The House Committee on Government Reform will hold a hearing Thursday morning to investigate the availability of child pornography on peer-to-peer (P2P) networks.

Lawmakers and law enforement officials say they are alarmed that kiddie porn is spreading through the networks, which allow users to download and directly share electronic files independent of the Web.

Since the first P2P program, Napster, was shut down by court order, newer file-sharing programs like Kazaa, Grokster and BearShare have surged in popularity and have become one of the most popular uses of the technology, particularly among children and young adults. Napster claimed that as many as 1.6 million people were using their program at the same time. Kazaa, which is currently one of the more popular file P2P programs, can have as many as four million simultaneous users.
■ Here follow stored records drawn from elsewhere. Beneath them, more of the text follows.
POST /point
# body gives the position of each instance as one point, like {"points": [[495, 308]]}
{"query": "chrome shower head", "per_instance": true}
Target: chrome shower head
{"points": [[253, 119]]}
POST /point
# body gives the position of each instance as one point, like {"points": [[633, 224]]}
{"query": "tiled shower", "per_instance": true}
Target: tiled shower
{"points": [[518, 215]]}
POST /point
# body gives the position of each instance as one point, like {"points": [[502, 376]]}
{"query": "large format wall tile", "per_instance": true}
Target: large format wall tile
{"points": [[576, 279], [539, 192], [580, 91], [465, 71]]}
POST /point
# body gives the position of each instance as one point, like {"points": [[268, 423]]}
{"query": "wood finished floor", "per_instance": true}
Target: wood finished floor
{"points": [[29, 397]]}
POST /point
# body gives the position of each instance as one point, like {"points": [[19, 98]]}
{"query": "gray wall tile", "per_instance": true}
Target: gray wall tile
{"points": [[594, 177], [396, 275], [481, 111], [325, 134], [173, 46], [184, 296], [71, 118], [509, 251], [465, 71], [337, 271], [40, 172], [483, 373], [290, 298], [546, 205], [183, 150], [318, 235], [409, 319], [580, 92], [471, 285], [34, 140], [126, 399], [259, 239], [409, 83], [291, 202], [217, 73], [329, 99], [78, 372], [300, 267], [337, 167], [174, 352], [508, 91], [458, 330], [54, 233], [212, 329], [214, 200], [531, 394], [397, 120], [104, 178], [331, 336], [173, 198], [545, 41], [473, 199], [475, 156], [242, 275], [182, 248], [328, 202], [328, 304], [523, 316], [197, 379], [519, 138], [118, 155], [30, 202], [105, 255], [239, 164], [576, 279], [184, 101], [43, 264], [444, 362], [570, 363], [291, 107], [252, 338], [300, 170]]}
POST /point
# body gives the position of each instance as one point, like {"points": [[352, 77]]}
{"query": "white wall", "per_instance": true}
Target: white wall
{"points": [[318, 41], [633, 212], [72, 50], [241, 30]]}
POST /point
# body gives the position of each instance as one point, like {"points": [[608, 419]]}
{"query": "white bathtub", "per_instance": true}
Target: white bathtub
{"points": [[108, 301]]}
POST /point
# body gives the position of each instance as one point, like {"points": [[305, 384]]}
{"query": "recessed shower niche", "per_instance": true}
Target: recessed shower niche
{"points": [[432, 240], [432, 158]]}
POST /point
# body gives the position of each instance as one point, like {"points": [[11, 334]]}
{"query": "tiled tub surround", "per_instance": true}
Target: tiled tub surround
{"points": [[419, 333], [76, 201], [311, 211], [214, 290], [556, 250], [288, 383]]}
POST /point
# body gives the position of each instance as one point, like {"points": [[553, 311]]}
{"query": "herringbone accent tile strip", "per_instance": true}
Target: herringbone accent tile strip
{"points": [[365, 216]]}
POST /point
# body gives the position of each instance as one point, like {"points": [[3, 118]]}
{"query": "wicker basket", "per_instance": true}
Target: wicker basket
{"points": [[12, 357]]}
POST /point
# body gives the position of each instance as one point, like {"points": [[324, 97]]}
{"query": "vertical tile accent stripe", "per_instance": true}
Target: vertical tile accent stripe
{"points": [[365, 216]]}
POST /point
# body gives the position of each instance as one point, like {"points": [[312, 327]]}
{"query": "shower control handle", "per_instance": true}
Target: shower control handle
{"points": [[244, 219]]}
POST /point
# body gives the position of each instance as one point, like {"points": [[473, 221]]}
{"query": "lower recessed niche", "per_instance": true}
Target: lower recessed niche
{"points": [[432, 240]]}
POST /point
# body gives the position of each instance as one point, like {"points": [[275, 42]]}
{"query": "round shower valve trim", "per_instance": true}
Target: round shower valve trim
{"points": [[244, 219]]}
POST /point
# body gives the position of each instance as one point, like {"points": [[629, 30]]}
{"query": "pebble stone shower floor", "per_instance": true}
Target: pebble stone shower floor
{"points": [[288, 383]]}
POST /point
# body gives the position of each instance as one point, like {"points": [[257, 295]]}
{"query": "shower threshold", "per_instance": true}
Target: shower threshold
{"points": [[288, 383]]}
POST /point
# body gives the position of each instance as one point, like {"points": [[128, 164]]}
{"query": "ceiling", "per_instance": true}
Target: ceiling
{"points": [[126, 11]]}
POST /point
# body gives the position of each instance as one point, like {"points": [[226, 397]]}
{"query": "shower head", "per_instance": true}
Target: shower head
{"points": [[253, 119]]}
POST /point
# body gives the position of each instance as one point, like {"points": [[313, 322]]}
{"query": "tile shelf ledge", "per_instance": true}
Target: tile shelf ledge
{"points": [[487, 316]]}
The committee will hear from witnesses who will discuss a variety of issues related to the prevalence of pornography on file sharing programs, including investigating cases of child pornography on peer-to-peer networks; risks posed to children through unintended exposure to pornography; and options available to parents to limit children's access to pornographic materials on P2P networks.
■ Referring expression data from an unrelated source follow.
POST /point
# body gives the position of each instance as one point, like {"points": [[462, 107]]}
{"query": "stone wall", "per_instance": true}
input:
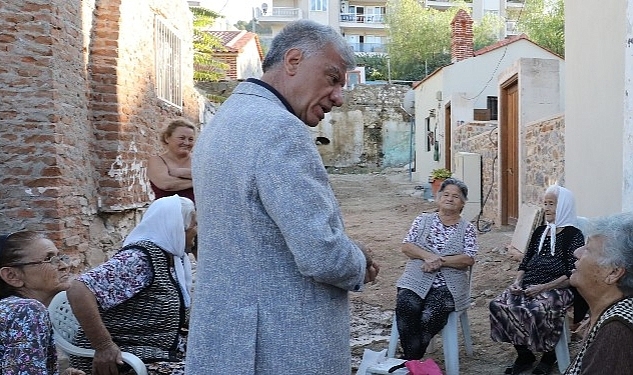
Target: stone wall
{"points": [[544, 160], [542, 164], [80, 117]]}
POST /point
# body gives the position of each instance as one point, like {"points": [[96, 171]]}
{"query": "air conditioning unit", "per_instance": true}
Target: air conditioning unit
{"points": [[468, 169]]}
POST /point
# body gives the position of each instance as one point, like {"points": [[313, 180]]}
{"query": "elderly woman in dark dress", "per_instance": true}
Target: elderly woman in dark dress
{"points": [[604, 276], [440, 246], [529, 314]]}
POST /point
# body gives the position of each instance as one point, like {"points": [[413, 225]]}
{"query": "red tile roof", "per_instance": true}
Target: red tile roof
{"points": [[234, 41]]}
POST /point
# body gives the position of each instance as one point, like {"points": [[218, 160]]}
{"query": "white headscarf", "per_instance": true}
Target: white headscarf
{"points": [[163, 224], [565, 215]]}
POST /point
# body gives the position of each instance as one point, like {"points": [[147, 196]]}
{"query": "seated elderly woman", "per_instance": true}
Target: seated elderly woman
{"points": [[604, 277], [31, 272], [530, 313], [440, 246], [137, 301]]}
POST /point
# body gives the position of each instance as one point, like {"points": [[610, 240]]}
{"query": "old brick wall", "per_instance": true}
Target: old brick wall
{"points": [[80, 117], [46, 182]]}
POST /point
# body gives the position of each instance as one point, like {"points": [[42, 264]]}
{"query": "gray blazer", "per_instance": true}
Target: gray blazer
{"points": [[275, 265]]}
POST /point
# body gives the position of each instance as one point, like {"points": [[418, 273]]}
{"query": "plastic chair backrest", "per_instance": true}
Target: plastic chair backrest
{"points": [[66, 326]]}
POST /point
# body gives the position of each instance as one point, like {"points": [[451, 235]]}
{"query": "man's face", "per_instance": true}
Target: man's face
{"points": [[317, 83]]}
Committee members will also see a live demonstration of the use of seemingly innocuous keywords likely to be used by juveniles on P2P programs that can lead to pornographic images.

Included among the witnesses will be Linda Koontz, director of Information Management Issues at the General Accounting Office (GAO), which produced a November report on the spread of child pornography through P2P.

"The trafficking of child pornography through increasingly sophisticated electronic media, including Internet chat rooms, newsgroups, and peer-to-peer networks, has made these images more readily available," the GAO report stated. "These technological advances have created more challenges for law enforcement, including requiring effective coordination to combat this crime."

The GAO report addresses three issues: the ease of access to child pornography on peer-to-peer networks; the risk of inadvertent exposure of juvenile users of peer-to-peer networks to pornography; and the extent of federal law enforcement resources available for combating child pornography on peer-to-peer networks.

Also testifying will be Daniel Rung, CEO of the file-sharing program Grokster; Randy Saaf, president of MediaDefender, and representative from the new Department of Homeland's CyberSmuggling Center.